Located just steps from Margit Bridge in the 13th District, through an entrance disguised as a public toilet, lies the perfect option for an unusual evening in Budapest: psychedelic mini golf. Local blogger and small business owner Jordan Lee calls Ütős Mini Golf “fun and different, with crazy routes and a bar where the seats hang from the ceiling!” Set within a pub, the course is imaginative – think putting through a fake washing machine, a mini-Manhattan and a black-room – and adorned in bold neon lights.
While there are a large number of organised boat tours on offer in Budapest, an inexpensive alternative is to take a ride on the public ferries run by BKK, the company in charge of Budapest’s public transport system. BKK has four boat lines that offer ticket-holders scenic jaunts along the Danube for just 750 forints (£2). Simply board at any one of the participating docks (you can find a full timetable at the BKK website), and enjoy the ride. Bikes are also permitted on board, so active visitors might like to take the boat up river and bike back into town. The participating boat lines are D2, D11, D12, and D14, which all run well into the evening.
Once closed to visitors, the natural caves beneath Buda Castle are open again for exploration. Twisting and turning and stretching for over three kilometres (two miles), these cellars have been used over the years for a multitude of purposes; a shelter during the Middle Ages, a prison, a 16th-century Turkish harem residence, and a hospital during the Second World War. Tours of this maze of caves – which is well-paved but sometimes poorly lit – takes in ruins of medieval buildings, cave drawing reproductions, and even a nod to Dracula. According to local myth, Vlad Tepes, better known as Count Dracula, was imprisoned here by Hungarian King Matthias Corvinus. A special Oil Lamp Tour is offered every evening at 6pm, led by the glow of a spooky flickering light.

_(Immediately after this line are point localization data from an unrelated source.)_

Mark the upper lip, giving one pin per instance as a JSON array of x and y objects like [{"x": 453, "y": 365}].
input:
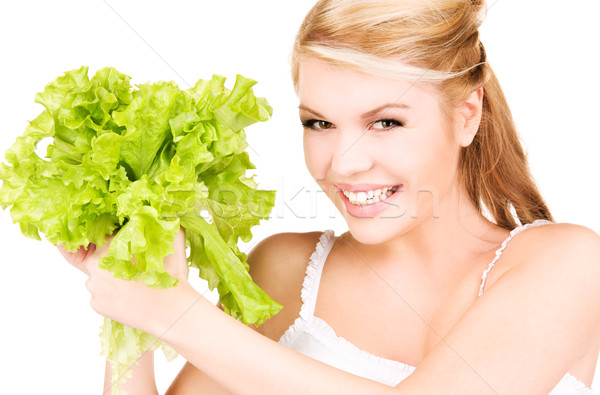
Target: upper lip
[{"x": 363, "y": 187}]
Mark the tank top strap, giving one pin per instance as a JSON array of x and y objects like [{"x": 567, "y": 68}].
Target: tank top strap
[
  {"x": 512, "y": 234},
  {"x": 310, "y": 286}
]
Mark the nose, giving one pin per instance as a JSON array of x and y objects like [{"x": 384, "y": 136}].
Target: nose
[{"x": 351, "y": 154}]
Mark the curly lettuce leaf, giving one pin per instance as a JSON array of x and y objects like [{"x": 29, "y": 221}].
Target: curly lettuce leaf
[{"x": 139, "y": 163}]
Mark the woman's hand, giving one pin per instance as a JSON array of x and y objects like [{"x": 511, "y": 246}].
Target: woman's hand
[{"x": 131, "y": 303}]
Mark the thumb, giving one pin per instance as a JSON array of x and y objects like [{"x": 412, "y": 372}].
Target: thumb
[
  {"x": 176, "y": 263},
  {"x": 77, "y": 258}
]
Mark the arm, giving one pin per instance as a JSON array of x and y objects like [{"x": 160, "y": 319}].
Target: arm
[
  {"x": 520, "y": 337},
  {"x": 142, "y": 380},
  {"x": 192, "y": 380}
]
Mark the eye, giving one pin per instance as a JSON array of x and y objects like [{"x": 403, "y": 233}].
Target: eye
[
  {"x": 386, "y": 124},
  {"x": 317, "y": 124}
]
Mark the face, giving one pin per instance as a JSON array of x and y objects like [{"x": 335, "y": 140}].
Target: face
[{"x": 381, "y": 149}]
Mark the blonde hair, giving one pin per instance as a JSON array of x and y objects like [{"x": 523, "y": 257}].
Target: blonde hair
[{"x": 434, "y": 42}]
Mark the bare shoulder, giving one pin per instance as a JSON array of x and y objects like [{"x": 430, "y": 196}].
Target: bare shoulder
[
  {"x": 562, "y": 257},
  {"x": 563, "y": 246},
  {"x": 278, "y": 265}
]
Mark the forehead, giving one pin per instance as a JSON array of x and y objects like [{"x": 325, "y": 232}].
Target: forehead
[{"x": 323, "y": 84}]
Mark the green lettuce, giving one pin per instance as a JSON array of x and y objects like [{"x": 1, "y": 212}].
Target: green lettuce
[{"x": 141, "y": 162}]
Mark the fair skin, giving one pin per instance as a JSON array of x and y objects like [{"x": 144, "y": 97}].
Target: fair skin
[{"x": 404, "y": 271}]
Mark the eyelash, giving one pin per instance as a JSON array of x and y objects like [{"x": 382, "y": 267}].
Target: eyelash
[{"x": 310, "y": 124}]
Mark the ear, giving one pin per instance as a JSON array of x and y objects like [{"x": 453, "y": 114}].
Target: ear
[{"x": 469, "y": 117}]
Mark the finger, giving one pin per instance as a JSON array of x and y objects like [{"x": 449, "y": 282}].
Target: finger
[
  {"x": 176, "y": 263},
  {"x": 77, "y": 258}
]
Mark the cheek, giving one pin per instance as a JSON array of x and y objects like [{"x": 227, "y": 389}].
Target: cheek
[{"x": 317, "y": 156}]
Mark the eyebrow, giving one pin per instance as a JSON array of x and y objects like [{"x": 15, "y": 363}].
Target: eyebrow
[{"x": 367, "y": 114}]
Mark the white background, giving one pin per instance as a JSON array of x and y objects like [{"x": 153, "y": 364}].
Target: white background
[{"x": 544, "y": 52}]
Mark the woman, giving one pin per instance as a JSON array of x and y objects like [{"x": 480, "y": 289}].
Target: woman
[{"x": 408, "y": 133}]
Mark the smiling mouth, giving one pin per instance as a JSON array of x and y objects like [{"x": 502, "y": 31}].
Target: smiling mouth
[{"x": 364, "y": 198}]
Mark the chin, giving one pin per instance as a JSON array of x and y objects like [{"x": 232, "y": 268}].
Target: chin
[{"x": 373, "y": 231}]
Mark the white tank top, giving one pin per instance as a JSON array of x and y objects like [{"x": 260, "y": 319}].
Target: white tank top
[{"x": 312, "y": 336}]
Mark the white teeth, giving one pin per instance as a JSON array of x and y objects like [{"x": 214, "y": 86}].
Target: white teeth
[{"x": 363, "y": 198}]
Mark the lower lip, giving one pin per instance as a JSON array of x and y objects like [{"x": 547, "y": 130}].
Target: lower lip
[{"x": 370, "y": 210}]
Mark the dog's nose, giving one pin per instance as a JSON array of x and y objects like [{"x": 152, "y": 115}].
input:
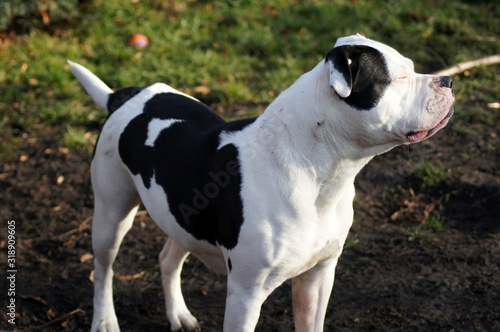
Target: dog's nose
[{"x": 446, "y": 82}]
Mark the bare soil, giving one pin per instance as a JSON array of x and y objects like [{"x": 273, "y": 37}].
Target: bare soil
[{"x": 400, "y": 271}]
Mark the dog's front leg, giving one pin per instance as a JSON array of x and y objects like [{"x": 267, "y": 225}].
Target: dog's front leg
[{"x": 310, "y": 294}]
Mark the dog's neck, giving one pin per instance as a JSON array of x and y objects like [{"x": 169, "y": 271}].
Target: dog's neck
[{"x": 310, "y": 147}]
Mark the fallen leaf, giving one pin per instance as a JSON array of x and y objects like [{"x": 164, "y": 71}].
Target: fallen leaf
[
  {"x": 86, "y": 257},
  {"x": 36, "y": 298},
  {"x": 52, "y": 312},
  {"x": 202, "y": 89}
]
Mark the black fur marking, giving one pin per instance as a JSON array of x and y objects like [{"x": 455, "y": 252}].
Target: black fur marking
[
  {"x": 368, "y": 73},
  {"x": 202, "y": 183},
  {"x": 120, "y": 97}
]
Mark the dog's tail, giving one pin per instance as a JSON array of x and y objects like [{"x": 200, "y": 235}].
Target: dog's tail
[{"x": 96, "y": 88}]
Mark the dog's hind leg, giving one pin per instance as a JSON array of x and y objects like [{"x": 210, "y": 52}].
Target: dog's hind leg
[
  {"x": 171, "y": 260},
  {"x": 116, "y": 203}
]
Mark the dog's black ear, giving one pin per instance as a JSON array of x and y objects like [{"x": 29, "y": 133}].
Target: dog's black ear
[{"x": 343, "y": 63}]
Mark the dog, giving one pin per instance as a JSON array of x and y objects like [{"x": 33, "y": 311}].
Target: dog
[{"x": 262, "y": 200}]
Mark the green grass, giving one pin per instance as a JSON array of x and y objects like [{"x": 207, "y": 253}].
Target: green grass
[{"x": 243, "y": 52}]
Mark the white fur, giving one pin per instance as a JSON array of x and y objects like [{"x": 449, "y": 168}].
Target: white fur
[{"x": 298, "y": 162}]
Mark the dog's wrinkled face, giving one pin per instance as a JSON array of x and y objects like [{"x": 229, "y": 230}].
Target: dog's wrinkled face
[{"x": 394, "y": 104}]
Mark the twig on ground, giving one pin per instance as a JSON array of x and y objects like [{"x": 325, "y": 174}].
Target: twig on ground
[{"x": 463, "y": 66}]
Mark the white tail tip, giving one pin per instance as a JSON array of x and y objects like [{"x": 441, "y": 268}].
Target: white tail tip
[{"x": 96, "y": 88}]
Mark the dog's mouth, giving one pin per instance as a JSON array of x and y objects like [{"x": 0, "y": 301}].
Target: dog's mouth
[{"x": 415, "y": 136}]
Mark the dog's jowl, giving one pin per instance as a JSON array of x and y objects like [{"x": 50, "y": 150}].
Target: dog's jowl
[{"x": 262, "y": 200}]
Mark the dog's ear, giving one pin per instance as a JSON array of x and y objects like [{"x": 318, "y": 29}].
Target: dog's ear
[{"x": 343, "y": 62}]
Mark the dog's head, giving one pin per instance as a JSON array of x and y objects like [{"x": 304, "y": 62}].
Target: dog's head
[{"x": 392, "y": 103}]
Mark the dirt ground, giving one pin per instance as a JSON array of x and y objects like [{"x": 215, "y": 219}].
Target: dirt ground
[{"x": 397, "y": 273}]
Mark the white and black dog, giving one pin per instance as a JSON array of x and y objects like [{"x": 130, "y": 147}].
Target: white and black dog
[{"x": 262, "y": 200}]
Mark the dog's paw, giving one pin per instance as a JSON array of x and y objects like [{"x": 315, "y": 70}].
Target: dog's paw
[
  {"x": 184, "y": 322},
  {"x": 107, "y": 324}
]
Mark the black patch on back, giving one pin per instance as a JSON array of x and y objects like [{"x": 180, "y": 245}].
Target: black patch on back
[
  {"x": 368, "y": 73},
  {"x": 120, "y": 97},
  {"x": 202, "y": 183}
]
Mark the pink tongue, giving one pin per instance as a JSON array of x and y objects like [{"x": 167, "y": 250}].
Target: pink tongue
[{"x": 418, "y": 136}]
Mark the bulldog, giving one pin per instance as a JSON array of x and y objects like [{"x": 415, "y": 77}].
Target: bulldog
[{"x": 261, "y": 200}]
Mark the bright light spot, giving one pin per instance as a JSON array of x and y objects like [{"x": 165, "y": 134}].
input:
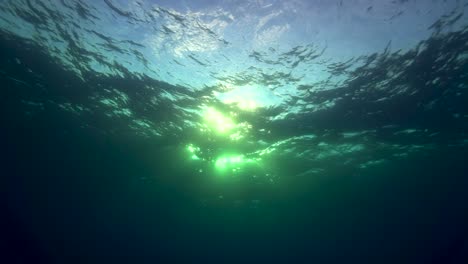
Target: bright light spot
[
  {"x": 193, "y": 150},
  {"x": 217, "y": 121},
  {"x": 247, "y": 104},
  {"x": 230, "y": 161}
]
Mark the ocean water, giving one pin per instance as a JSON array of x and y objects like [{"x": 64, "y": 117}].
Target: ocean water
[{"x": 234, "y": 131}]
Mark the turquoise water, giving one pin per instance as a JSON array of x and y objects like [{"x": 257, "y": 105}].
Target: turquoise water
[{"x": 252, "y": 131}]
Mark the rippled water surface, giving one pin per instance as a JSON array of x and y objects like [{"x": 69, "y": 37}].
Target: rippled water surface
[{"x": 246, "y": 131}]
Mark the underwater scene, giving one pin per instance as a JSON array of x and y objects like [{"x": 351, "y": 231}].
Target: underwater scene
[{"x": 222, "y": 131}]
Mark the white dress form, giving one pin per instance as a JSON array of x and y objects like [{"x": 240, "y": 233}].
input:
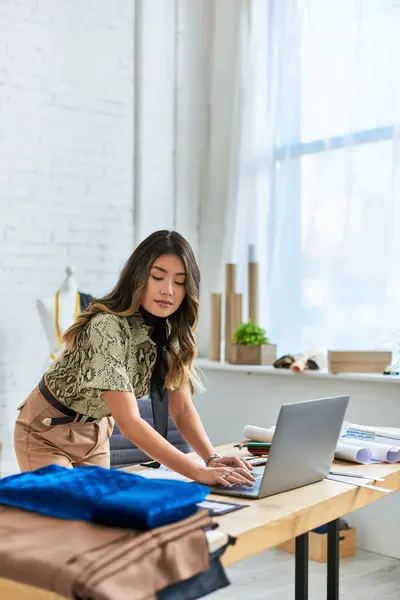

There’s no better way to spend a summer evening in the Hungarian capital than lying back in a deckchair to enjoy a movie at a rooftop cinema. The Budapest Rooftop Cinema has been running since 2012, showing a diverse range of films – from cinema classics to recent Hollywood blockbusters. Each film is shown in its original language with Hungarian or other international subtitles, so it’s a great place for out-of-town visitors.
The principal repository of Budapest’s public library system, the Ervin Szabó Library is located in the converted palatial mansion of a 19th-century Hungarian aristocrat (Count Frigyes Wenckheim). The property was purchased by the City Council in 1931, and is now open to the public – visitors can either visit the ground-floor café or register at reception (don’t forget your photo ID) to gain access to more of the building. The mansion’s Dining Room has been converted to a beautiful reading room, and the Smoking Room, with a sweeping spiral staircase, features dark mahogany bookshelves and a hanging chandelier.
Budapest’s Line 2 tram route is picturesque, even by Budapest standards – it’s frequently called the most scenic tram journey in the world. Some sights along the way include the Palace of Arts, Buda Castle, the Chain Bridge, the Margit Bridge and the stunning Neo-Gothic Parliament Building. The tram itself is a piece of Budapest history, a retro yellow vehicle dating back to Hungary’s Communist era.